The darkness through which she moved was gentle and familiar. She could feel it all about her like a caress: the darkness of the prison, squalid but wonderful, where for that one, only time in her life, she had given herself to Jason. Time rolled back. Once again, Marianne could feel the rough boards of their nuptial couch beneath her bare back, their harshness an apt counterpoint to the touch of her lover's hands.
She could feel that touch now. It slid over her body, lapping her in a web of fire beneath which her own flesh flamed and opened like some hothouse flower. Pressing her eyes shut, Marianne held her breath in the effort to hold on to the miraculous sensation which was yet only a prelude to the supreme delight to come… She felt her throat swell with unuttered moans and cries of pleasure but they died unvoiced as the dream changed again and plunged into the absurd.
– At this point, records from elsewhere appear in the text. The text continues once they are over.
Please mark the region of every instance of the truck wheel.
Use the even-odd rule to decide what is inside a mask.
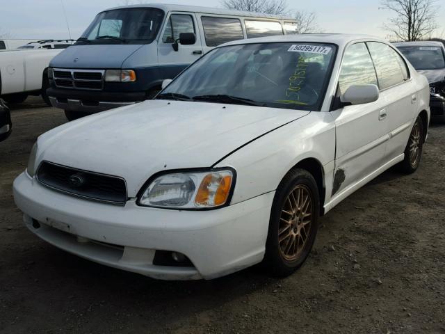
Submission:
[[[1,98],[4,100],[6,103],[9,103],[11,104],[24,102],[25,100],[26,100],[28,94],[24,94],[22,93],[10,94],[9,95],[4,95],[1,97]]]
[[[264,264],[273,276],[286,276],[303,264],[315,241],[319,212],[312,175],[291,170],[277,189],[270,212]]]
[[[74,120],[81,118],[83,116],[86,116],[86,114],[79,113],[77,111],[72,111],[72,110],[65,110],[65,116],[68,120]]]

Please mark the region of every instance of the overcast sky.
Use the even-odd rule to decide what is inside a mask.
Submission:
[[[62,1],[71,35],[77,38],[98,12],[122,4],[125,0],[0,0],[0,33],[7,32],[13,38],[67,38]],[[220,7],[219,0],[153,2]],[[445,37],[445,1],[440,0],[439,3],[441,2],[444,3],[438,13],[437,22],[442,24],[436,35]],[[326,33],[387,35],[382,25],[389,12],[379,9],[379,0],[288,0],[287,3],[291,10],[315,11],[319,26]]]

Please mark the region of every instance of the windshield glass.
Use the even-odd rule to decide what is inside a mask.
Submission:
[[[318,43],[217,48],[156,98],[319,111],[335,51],[334,46]]]
[[[440,47],[400,47],[416,70],[437,70],[445,67],[445,57]]]
[[[148,44],[164,14],[156,8],[124,8],[100,13],[76,44]]]

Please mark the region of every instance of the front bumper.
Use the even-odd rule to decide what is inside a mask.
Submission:
[[[51,104],[56,108],[91,114],[146,100],[145,92],[104,92],[51,87],[47,90]]]
[[[26,173],[14,182],[24,221],[42,239],[102,264],[166,280],[211,279],[261,262],[274,194],[216,210],[179,211],[139,207],[135,200],[119,207],[79,199]],[[156,250],[181,253],[193,267],[154,265]]]

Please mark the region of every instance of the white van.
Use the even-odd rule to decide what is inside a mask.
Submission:
[[[68,119],[154,96],[165,79],[226,42],[295,33],[290,17],[168,4],[99,13],[50,63],[47,95]]]

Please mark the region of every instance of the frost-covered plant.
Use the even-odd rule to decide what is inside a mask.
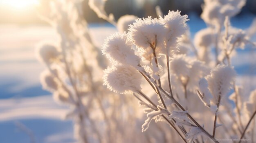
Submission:
[[[104,71],[104,85],[114,92],[132,93],[139,100],[147,117],[142,132],[150,129],[154,120],[168,124],[186,143],[218,143],[215,138],[239,136],[237,133],[243,137],[247,128],[242,123],[241,110],[246,110],[241,109],[245,101],[238,97],[243,94],[236,88],[230,58],[236,48],[254,43],[245,31],[230,27],[229,18],[239,13],[245,2],[205,0],[201,17],[209,26],[196,34],[194,44],[186,31],[187,15],[177,11],[163,16],[159,7],[159,19],[138,18],[130,24],[128,34],[119,30],[120,33],[106,39],[102,53],[112,66]],[[127,20],[130,18],[134,20]],[[212,48],[216,49],[215,62],[211,57]],[[232,89],[231,96],[236,97],[231,98],[236,102],[234,110],[227,100]],[[255,110],[247,112],[253,114]],[[234,124],[227,123],[229,118]]]
[[[249,125],[256,94],[247,99],[231,60],[236,49],[256,45],[250,39],[255,24],[245,31],[229,20],[245,0],[204,0],[201,17],[208,27],[193,40],[188,16],[178,10],[163,15],[158,7],[158,18],[125,15],[117,22],[105,11],[107,1],[89,0],[119,31],[101,48],[108,64],[92,42],[81,1],[49,1],[52,12],[44,18],[59,40],[39,46],[47,68],[40,80],[57,101],[71,107],[66,116],[80,142],[218,143],[255,136]],[[228,100],[232,89],[234,107]]]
Far off at first, but growing nearer, moment by moment, there was the sound of a drum beating slowly, terribly slowly, like some dreadful knell. It quickened gradually until it was like the pulse-beat of some gigantic heart, throbbing faster as it came nearer, beating faster and faster, louder and louder.
For a moment, it seemed to Marianne that it was Jason's heart she heard, but then, as the sound grew clearer, so the amorous darkness thinned and melted like a fog and became tinged with a red light. And suddenly she was hurled from the heights of her dream of love into the very midst of the nightmare from which she had seemed to have escaped.